ShareGPT-4o-Image:实现多模态模型与GPT-4o级图像生成的对齐
ShareGPT-4o-Image: Aligning Multimodal Models with GPT-4o-Level Image Generation
June 22, 2025
作者: Junying Chen, Zhenyang Cai, Pengcheng Chen, Shunian Chen, Ke Ji, Xidong Wang, Yunjin Yang, Benyou Wang
cs.AI
摘要
近期,多模态生成模型的突破性进展实现了逼真且指令对齐的图像生成,然而诸如GPT-4o-Image等领先系统仍属专有,难以普及。为普及这些能力,我们推出了ShareGPT-4o-Image,这是首个包含45K文本到图像及46K文本加图像到图像数据的数据集,所有数据均利用GPT-4o的图像生成能力合成,旨在提炼其先进的图像生成技术。基于此数据集,我们开发了Janus-4o,一个多模态大语言模型,既能进行文本到图像生成,也能实现文本加图像到图像的生成。Janus-4o不仅显著提升了文本到图像生成的质量,超越了前代Janus-Pro,还新增了对文本加图像到图像生成的支持。尤为突出的是,它仅使用91K合成样本,在8台A800-GPU机器上经过6小时训练,便实现了从零开始的文本加图像到图像生成的卓越性能。我们期望ShareGPT-4o-Image与Janus-4o的发布,能推动逼真且指令对齐的图像生成领域的开放研究。
English
Recent advances in multimodal generative models have unlocked photorealistic,
instruction-aligned image generation, yet leading systems like GPT-4o-Image
remain proprietary and inaccessible. To democratize these capabilities, we
present ShareGPT-4o-Image, the first dataset comprising 45K text-to-image and
46K text-and-image-to-image data, all synthesized using GPT-4o's image
generation capabilities for distilling its advanced image generation abilities.

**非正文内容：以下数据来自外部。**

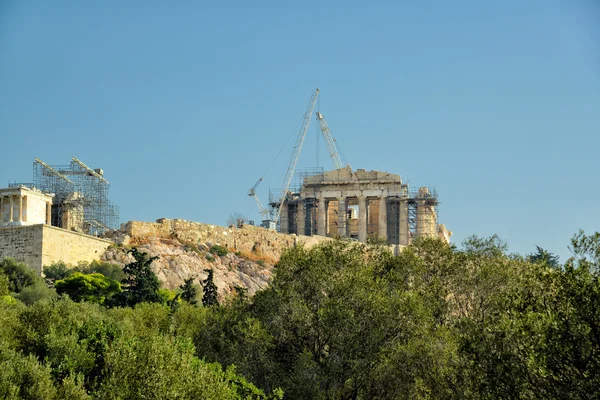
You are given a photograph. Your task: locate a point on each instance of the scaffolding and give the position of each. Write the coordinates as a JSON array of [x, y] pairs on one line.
[[80, 196]]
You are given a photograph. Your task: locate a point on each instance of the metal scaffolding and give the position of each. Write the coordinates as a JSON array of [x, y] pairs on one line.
[[81, 196]]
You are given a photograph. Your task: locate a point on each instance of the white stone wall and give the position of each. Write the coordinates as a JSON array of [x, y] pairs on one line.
[[27, 206], [24, 244], [39, 245]]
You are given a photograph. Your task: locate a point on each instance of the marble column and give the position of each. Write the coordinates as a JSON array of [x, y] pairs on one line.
[[11, 211], [284, 223], [48, 214], [301, 218], [403, 222], [20, 208], [342, 217], [362, 219], [322, 217], [382, 234]]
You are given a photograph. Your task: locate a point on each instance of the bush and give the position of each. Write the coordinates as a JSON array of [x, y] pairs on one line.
[[218, 250], [19, 275], [57, 270], [94, 287], [101, 267], [36, 292]]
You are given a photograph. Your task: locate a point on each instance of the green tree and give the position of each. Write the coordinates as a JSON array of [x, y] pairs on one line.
[[544, 256], [141, 283], [209, 297], [107, 269], [57, 270], [19, 274], [94, 287], [4, 285], [189, 291], [160, 367]]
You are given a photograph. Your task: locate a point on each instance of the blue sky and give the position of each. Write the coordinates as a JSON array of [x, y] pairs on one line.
[[185, 105]]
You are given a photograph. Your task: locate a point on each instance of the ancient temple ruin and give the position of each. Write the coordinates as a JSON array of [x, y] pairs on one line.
[[361, 204]]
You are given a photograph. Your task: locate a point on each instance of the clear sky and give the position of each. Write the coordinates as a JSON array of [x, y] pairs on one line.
[[185, 104]]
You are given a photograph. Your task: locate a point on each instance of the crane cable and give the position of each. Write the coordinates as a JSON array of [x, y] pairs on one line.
[[283, 147]]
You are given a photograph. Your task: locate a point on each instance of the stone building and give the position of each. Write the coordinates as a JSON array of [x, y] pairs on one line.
[[361, 204], [24, 206]]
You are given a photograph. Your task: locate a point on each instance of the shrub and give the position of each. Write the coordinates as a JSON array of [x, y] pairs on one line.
[[218, 250], [19, 274]]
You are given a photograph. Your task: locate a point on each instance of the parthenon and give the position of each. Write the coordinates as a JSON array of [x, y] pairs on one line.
[[361, 204]]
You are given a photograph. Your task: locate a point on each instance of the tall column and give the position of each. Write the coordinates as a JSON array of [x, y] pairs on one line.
[[322, 217], [382, 234], [301, 218], [24, 208], [284, 223], [11, 211], [403, 222], [20, 208], [362, 219], [48, 214], [342, 217]]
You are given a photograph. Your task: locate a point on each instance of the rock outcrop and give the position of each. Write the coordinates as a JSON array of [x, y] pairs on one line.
[[184, 250]]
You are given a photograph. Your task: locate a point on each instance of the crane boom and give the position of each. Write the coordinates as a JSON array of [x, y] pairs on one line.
[[297, 147], [252, 193], [333, 153]]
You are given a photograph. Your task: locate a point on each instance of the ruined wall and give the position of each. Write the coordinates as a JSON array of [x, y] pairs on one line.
[[23, 243], [246, 239], [70, 247], [39, 245]]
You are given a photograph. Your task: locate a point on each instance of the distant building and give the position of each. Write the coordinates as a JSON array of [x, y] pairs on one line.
[[361, 204], [24, 206]]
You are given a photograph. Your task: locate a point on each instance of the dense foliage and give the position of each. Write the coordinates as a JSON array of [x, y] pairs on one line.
[[340, 321]]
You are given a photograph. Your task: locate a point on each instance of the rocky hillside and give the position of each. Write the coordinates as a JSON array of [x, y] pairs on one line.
[[177, 262], [184, 250]]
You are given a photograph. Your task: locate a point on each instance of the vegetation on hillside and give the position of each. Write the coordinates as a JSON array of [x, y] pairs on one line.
[[340, 321]]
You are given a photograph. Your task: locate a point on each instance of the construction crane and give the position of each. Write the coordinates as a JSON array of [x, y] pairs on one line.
[[333, 153], [252, 193], [296, 152]]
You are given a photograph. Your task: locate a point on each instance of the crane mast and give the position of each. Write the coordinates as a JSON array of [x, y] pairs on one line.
[[296, 152], [333, 153]]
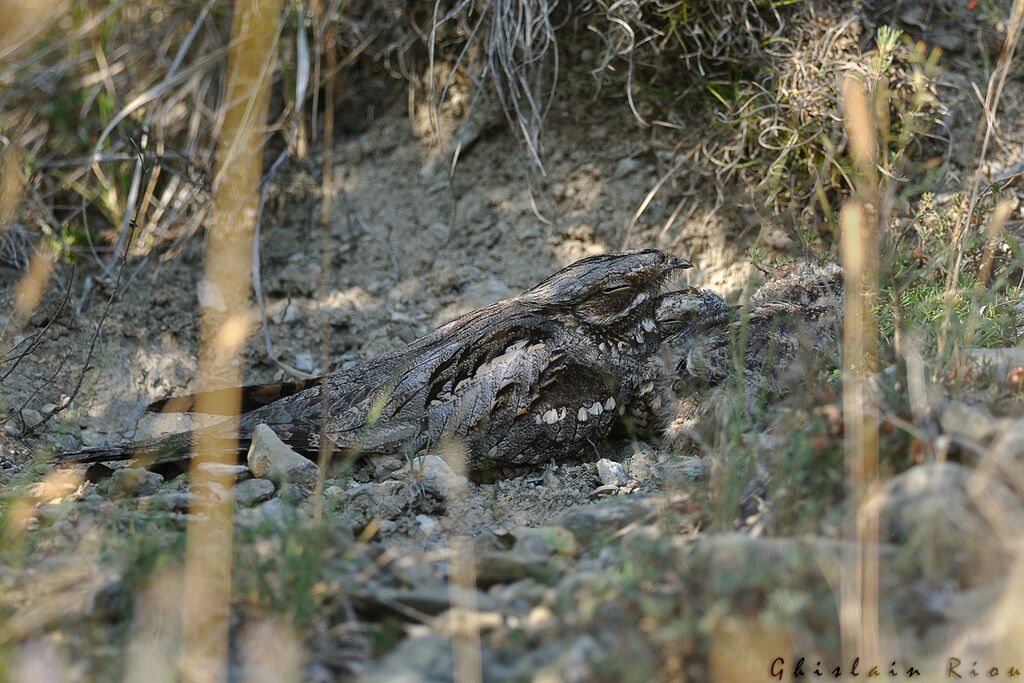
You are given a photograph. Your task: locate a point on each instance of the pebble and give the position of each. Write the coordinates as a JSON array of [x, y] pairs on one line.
[[967, 421], [251, 492], [433, 469], [222, 469], [176, 501], [272, 513], [601, 492], [610, 472], [91, 438], [291, 493], [426, 522], [134, 481], [270, 459], [304, 361], [31, 417]]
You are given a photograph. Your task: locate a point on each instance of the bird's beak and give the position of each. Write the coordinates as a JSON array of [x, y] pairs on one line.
[[676, 263]]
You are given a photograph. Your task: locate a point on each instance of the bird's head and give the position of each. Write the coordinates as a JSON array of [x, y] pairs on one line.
[[600, 291]]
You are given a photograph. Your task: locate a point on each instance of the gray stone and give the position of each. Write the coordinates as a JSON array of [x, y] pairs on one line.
[[272, 513], [677, 468], [291, 493], [507, 567], [134, 481], [219, 469], [641, 462], [270, 459], [91, 438], [417, 659], [955, 522], [176, 501], [31, 417], [606, 489], [967, 422], [604, 518], [433, 469], [251, 492], [610, 472]]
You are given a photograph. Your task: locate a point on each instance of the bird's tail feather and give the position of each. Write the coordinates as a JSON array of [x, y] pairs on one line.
[[173, 449], [253, 396]]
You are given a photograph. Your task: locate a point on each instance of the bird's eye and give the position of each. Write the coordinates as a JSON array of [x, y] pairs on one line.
[[615, 289]]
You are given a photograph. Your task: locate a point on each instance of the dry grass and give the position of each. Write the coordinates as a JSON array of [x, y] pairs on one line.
[[116, 76]]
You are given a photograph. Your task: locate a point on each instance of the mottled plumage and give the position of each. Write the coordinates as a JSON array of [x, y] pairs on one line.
[[793, 323], [538, 377]]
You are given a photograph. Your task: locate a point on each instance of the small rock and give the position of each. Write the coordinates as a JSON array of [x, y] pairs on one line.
[[507, 567], [290, 313], [627, 167], [967, 421], [31, 417], [134, 481], [291, 493], [600, 519], [271, 513], [223, 469], [304, 361], [54, 486], [677, 468], [251, 492], [177, 501], [98, 472], [551, 480], [91, 438], [215, 491], [384, 466], [433, 469], [610, 472], [641, 461], [426, 657], [954, 521], [270, 459], [601, 492]]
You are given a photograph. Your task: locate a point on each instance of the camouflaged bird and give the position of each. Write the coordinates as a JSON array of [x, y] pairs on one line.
[[539, 377], [793, 324]]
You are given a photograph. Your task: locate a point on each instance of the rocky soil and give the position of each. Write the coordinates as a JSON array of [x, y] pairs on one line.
[[647, 564]]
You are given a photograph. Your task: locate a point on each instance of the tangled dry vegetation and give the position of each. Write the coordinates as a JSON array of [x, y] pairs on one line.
[[781, 127]]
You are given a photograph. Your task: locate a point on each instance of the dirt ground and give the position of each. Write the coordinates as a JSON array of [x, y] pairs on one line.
[[400, 266]]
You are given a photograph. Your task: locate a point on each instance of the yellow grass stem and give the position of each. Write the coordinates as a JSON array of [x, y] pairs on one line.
[[222, 332], [859, 252]]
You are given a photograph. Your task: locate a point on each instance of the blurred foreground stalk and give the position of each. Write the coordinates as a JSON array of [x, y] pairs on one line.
[[859, 222], [223, 330]]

Leveraging this dataset, we develop Janus-4o, a multimodal large language model
capable of both text-to-image and text-and-image-to-image generation. Janus-4o
not only significantly improves text-to-image generation over its predecessor,
Janus-Pro, but also newly supports text-and-image-to-image generation. Notably,
it achieves impressive performance in text-and-image-to-image generation from
scratch, using only 91K synthetic samples and 6 hours of training on an 8
A800-GPU machine. We hope the release of ShareGPT-4o-Image and Janus-4o will
foster open research in photorealistic, instruction-aligned image generation.